Sweetheart review – good-natured caravan-park romance

The holiday romance coming-of-ager is the genre that’s given writer-director Marley Morrison her likable feature debut. And if you thought Ammonite was going to be this year’s only gay love story set in Dorset, think again. AJ (Nell Barlow) is a smart, intense, socially difficult and lonely teen who wears a bucket hat and aviator shades, and whose overbearing mum Tina (Jo Hartley) still insists on calling her by her childhood name of “April”, unfortunately abbreviated to “Ape”. In a fiercely misjudged attempt to get AJ to cheer up and buck up, she insists on taking her on an old-fashioned family getaway to a holiday park in Dorset, along with her younger sister Dayna (Tabitha Byron), pregnant older sister Lucy (Sophia di Martino) and Lucy’s easygoing partner Steve (Samuel Anderson).
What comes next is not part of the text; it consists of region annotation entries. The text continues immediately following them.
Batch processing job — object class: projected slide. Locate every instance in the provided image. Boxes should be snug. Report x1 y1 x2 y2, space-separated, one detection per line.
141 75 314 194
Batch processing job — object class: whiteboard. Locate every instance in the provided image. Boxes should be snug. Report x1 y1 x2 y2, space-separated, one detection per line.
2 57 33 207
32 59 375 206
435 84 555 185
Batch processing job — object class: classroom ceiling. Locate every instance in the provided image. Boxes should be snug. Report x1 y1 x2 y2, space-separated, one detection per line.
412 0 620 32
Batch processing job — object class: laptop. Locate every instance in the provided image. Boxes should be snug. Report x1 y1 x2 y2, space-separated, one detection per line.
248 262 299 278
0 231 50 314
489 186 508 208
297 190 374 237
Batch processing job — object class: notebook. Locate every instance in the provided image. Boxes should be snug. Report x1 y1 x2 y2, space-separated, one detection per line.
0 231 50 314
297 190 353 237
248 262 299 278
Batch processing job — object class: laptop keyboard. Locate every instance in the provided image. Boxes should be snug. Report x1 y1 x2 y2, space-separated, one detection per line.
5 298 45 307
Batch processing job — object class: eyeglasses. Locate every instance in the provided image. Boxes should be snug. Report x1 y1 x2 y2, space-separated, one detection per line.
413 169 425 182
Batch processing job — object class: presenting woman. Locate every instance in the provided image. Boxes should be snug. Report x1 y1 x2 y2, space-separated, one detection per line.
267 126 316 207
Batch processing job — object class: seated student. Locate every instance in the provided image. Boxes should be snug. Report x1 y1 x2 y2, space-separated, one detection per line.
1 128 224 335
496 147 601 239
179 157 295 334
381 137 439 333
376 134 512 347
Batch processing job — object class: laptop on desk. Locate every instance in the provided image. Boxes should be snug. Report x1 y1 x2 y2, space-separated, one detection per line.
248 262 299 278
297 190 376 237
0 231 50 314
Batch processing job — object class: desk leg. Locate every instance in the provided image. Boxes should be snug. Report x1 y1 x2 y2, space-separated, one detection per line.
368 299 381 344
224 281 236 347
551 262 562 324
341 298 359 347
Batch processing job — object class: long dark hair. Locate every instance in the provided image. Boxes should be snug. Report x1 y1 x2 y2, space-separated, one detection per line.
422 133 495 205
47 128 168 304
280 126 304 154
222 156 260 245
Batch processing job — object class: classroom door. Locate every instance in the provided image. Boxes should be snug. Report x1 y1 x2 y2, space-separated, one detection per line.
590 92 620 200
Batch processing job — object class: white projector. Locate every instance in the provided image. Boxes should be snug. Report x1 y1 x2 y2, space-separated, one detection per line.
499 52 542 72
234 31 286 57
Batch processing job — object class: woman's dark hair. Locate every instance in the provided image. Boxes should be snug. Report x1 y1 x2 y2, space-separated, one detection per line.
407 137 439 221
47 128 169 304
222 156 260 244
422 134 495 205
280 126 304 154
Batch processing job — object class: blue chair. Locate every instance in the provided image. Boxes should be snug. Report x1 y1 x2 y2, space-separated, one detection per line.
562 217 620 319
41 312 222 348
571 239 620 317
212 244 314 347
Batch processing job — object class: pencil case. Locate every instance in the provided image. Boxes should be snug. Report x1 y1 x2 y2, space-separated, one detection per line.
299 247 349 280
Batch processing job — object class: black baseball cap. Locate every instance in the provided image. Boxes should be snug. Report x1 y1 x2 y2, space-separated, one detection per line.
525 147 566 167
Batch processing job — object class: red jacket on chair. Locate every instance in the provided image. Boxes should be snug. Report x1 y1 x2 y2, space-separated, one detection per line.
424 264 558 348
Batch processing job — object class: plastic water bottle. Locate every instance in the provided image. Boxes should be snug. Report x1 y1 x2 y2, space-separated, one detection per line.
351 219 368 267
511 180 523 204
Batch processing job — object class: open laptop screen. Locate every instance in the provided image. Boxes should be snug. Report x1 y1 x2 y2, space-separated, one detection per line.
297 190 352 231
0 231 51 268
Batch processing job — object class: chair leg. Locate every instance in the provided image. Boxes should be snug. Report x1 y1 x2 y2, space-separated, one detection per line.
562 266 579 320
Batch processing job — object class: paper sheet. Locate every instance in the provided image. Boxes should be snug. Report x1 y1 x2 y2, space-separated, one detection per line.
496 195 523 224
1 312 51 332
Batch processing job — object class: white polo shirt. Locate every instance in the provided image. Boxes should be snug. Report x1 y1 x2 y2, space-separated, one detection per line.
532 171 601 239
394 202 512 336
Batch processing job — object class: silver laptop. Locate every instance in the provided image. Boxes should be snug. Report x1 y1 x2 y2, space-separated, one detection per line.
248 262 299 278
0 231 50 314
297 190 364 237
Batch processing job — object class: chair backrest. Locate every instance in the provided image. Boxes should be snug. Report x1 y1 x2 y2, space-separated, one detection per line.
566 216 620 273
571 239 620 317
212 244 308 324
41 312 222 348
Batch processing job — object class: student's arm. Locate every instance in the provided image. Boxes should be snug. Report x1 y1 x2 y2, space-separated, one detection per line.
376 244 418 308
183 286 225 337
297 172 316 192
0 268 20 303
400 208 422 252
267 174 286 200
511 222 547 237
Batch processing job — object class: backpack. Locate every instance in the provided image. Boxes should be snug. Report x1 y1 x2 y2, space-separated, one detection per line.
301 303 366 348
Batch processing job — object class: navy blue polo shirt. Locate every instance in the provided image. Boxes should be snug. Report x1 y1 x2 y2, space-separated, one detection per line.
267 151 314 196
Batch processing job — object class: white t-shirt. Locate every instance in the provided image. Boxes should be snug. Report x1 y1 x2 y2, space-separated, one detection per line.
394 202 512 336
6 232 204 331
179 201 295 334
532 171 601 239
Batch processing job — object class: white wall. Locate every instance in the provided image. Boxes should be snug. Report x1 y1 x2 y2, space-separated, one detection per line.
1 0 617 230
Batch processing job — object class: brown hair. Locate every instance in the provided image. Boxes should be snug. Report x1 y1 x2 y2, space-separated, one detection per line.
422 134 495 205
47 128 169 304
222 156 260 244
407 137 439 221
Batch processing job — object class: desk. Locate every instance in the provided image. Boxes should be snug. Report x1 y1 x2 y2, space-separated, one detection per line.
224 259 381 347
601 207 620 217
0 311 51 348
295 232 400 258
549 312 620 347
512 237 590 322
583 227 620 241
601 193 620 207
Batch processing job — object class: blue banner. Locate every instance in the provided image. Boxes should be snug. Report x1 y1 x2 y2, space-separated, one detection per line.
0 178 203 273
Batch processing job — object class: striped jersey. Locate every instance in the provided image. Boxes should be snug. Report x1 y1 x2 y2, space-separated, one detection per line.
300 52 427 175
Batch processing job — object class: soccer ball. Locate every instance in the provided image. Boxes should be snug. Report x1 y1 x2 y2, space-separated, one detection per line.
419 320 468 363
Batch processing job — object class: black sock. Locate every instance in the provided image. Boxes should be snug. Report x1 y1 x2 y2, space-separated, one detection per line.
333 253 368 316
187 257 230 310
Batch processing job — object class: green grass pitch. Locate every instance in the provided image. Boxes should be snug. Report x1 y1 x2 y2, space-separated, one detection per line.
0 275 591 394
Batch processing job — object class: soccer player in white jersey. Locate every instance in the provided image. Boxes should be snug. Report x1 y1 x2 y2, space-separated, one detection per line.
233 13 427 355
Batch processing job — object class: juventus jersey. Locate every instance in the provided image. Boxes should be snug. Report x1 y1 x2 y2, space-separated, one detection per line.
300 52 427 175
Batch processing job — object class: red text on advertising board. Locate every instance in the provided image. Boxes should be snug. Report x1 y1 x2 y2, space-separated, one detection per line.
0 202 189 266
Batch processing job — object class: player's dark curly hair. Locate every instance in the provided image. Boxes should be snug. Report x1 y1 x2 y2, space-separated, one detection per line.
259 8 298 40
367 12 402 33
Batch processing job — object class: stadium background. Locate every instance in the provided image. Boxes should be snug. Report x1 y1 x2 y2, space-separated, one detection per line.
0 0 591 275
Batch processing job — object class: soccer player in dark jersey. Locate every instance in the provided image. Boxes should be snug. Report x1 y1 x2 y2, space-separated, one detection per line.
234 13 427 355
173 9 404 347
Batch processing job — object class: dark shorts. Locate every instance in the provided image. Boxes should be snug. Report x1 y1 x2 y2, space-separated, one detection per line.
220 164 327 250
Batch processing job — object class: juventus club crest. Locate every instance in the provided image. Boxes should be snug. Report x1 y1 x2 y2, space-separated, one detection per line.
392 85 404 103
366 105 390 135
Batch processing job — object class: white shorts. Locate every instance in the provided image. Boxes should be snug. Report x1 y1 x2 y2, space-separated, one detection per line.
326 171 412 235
Grumpy, defiant and unconvinced by her mum’s self-congratulatory and ostentatious rejection of homophobia, AJ retreats behind her headphones and her book – but then she sees the charismatic and glamorous lifeguard Isla (Ella-Rae Smith) by the pool, who seems to be really attracted to her. But Isla also, worryingly, seems to have no shortage of attractive but stupid guys hanging around her.

The resulting spark is the kind of miracle that maybe really only happens in the movies, but it doesn’t stop this being a good-natured love story, doomed to flower and fade in the space of a single holiday, leaving behind the traditional coming-of-age realisation that friends and family are what’s important right now. Morrison makes good use of the faintly weird locations of the holiday park and its static caravans. (Claire Oakley’s recent film Make Up used a holiday park for a horror film.) And Hartley has a nice line when she looks sadly at AJ and murmurs, almost to herself: “You don’t half look like your dad … ”

• Sweetheart is released on 24 September in cinemas.